Today's long read comes from San Francisco Magazine, a story about how even in arguably the most liberal large city in America, there's problems with wage theft for service workers. The good news is that these workers banded together and fought back to the tune of $4 million.
Even after Zhen Li leads a rousing chant—“Workers organize, everybody wins!”—no one else wants to step up to the microphone. Tiny and bespectacled, her hair in a jet-black bob, Li has the look of a Chinatown matron, one of those tenacious hagglers who elbows her way through the crowds on Stockton Street to purchase jade-green gai lan and silvery carp. Wearing jeans, sturdy black shoes, and a puffy striped jacket, she exhorts her fellow proletariats to join her up front and holds out the mic to a nearby woman. The woman tries to beg off, pleading, “I’m sick—my throat hurts,” but cheers draw her to her feet, and she sheepishly echoes Li’s rallying cry.
On this rainy evening in early December at the Chinese Cultural Center, Li and dozens of workers—mostly women, mostly middle-aged and older— are celebrating with greasy takeout, cake, a slideshow, and speeches. While some are clearly shy about speaking in public, they are no longer scared. They’ve already achieved the impossible: Their solidarity has won them an astonishing sum—$4 million—from a powerful employer that had systematically undercut their wages, pocketed their tips, and forced them to work under brutal conditions.
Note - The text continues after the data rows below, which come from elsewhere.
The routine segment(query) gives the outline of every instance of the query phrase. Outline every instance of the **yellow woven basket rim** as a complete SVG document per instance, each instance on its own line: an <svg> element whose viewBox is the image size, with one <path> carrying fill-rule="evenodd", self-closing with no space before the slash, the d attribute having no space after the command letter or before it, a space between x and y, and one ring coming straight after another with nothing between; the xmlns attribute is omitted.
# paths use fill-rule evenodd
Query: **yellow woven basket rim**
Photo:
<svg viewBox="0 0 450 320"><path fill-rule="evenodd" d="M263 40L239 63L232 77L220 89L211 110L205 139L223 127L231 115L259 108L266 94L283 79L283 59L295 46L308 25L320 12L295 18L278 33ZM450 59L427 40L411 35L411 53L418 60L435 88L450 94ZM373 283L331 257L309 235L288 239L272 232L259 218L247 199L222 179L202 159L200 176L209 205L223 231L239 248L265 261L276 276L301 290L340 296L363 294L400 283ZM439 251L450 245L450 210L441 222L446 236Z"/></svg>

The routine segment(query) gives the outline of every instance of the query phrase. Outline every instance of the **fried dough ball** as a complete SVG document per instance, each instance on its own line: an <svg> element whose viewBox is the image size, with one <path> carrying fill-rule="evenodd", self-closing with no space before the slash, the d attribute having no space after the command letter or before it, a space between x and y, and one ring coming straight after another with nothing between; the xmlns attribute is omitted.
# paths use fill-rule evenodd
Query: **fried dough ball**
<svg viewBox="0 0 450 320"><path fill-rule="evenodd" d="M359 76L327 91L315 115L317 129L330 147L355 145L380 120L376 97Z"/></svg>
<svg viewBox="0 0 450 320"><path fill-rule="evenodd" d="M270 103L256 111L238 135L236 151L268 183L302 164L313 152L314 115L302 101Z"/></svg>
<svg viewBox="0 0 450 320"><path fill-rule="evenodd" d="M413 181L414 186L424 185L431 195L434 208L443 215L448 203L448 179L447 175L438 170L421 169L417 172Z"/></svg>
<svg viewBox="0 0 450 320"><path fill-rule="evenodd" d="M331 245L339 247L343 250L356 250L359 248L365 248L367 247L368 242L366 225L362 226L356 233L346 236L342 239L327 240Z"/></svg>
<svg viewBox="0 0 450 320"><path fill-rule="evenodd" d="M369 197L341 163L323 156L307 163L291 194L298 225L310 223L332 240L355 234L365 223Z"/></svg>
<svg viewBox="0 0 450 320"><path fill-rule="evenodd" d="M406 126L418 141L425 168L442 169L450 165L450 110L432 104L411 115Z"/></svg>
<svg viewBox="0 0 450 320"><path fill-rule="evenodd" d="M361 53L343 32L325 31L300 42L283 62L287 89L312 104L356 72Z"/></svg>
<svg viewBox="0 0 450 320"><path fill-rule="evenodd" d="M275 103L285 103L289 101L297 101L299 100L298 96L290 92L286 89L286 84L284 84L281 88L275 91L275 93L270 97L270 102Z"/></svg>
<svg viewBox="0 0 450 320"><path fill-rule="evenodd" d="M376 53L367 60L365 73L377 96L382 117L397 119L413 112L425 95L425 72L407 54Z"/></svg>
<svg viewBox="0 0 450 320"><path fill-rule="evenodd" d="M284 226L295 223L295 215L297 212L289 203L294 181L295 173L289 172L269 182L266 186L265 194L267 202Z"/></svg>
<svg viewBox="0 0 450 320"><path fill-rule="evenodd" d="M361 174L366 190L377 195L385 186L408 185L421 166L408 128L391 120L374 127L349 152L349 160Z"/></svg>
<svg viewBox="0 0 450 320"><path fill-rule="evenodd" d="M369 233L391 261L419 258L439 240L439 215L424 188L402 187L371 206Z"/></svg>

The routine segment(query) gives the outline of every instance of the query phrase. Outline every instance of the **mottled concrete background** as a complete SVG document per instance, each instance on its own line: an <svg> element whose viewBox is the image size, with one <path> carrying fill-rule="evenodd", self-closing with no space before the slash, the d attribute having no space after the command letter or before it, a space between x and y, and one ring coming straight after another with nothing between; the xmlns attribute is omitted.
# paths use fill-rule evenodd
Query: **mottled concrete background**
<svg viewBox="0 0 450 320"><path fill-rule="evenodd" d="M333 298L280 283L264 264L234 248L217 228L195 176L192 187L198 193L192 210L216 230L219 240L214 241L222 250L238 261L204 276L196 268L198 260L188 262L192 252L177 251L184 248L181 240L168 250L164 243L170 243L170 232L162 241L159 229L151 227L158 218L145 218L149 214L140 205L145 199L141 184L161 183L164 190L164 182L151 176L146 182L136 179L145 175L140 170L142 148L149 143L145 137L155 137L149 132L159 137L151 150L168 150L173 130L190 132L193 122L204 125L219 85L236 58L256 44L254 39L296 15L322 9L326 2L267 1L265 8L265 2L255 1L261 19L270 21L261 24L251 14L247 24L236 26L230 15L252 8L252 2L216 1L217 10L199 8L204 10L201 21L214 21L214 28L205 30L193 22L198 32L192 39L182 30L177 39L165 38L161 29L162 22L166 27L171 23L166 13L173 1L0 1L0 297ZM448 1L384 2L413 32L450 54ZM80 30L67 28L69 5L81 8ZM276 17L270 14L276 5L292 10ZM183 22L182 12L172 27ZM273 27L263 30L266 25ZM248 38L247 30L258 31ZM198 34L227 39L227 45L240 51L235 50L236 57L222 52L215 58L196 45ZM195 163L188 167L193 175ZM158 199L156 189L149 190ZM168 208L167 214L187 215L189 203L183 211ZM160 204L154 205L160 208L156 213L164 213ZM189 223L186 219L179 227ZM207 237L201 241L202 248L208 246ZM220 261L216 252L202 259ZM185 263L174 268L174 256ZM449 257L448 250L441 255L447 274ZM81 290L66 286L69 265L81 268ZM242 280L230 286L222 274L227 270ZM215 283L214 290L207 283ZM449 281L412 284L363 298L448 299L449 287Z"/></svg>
And it wasn’t just any business that Li and her comrades had taken on: It was Yank Sing, San Francisco’s most lucrative and popular purveyor of dim sum, those small plates of har gow, siu mai, and other doll-size delicacies that the restaurant serves to more than 1,200 customers a day (and that’s a slow day).
The journey to restitution for Li and her coworkers began two years ago, when Li discovered that she wasn’t alone in feeling abused and underpaid. Her official work hours were 7:30 a.m. to 4:30 p.m., but often, she says, her bosses forced her to stay, unpaid, an hour or two longer to prepare food and take care of her station. Unbeknownst to Li, a few coworkers had been meeting with the Chinese Progressive Association (CPA)—a scrappy and strategic advocacy group that’s been organizing low-income laborers for decades—in an effort to bring change to Yank Sing. One of her coworkers approached her, saying, “We need your help.” When Li discussed the idea with her husband, he tried to stop her from joining the nascent campaign. “What if you don’t win? What if you lose your job?” he asked. “Your employer is so wealthy, so powerful.”
Despite his resistance, Li persisted. “I was pretty scared. It was just a few of us going to meetings,” she tells me, speaking in Cantonese through a translator. “But with all the support and encouragement, I started to have more courage.” Before long, she would prove her mettle, becoming one of the insurgent group’s most stalwart leaders.
While you read Zhen Li's story, think about how the vast majority of America views organized labor in 2015: as an economic disease that must be eradicated, and that poor working conditions, low wages, and wage theft are 100% the fault of the people who choose to work these service jobs. If you wanted a better job, a better life, you would be a good enough person to earn a better job. The fact you're working for minimum wage in a kitchen, the argument goes, is proof you are unskilled, lazy, stupid, uneducated, and most of all, undeserving of dignity.
Organized labor upsets this natural balance of the Invisible Hand of the Free Market. It gives these "undeserving" people hope that they matter, that they are worth something more than the wage they get per hour where in America your sole measure of worth is your paycheck. These people, the story goes, get more than they deserve by stealing from the rest of us when they form those evil unions. Most of all they force our most precious resource, Business Owners, to spend money on greedy union workers when they could be hiring more of us for cheaper wages instead. Unions cost jobs, you see.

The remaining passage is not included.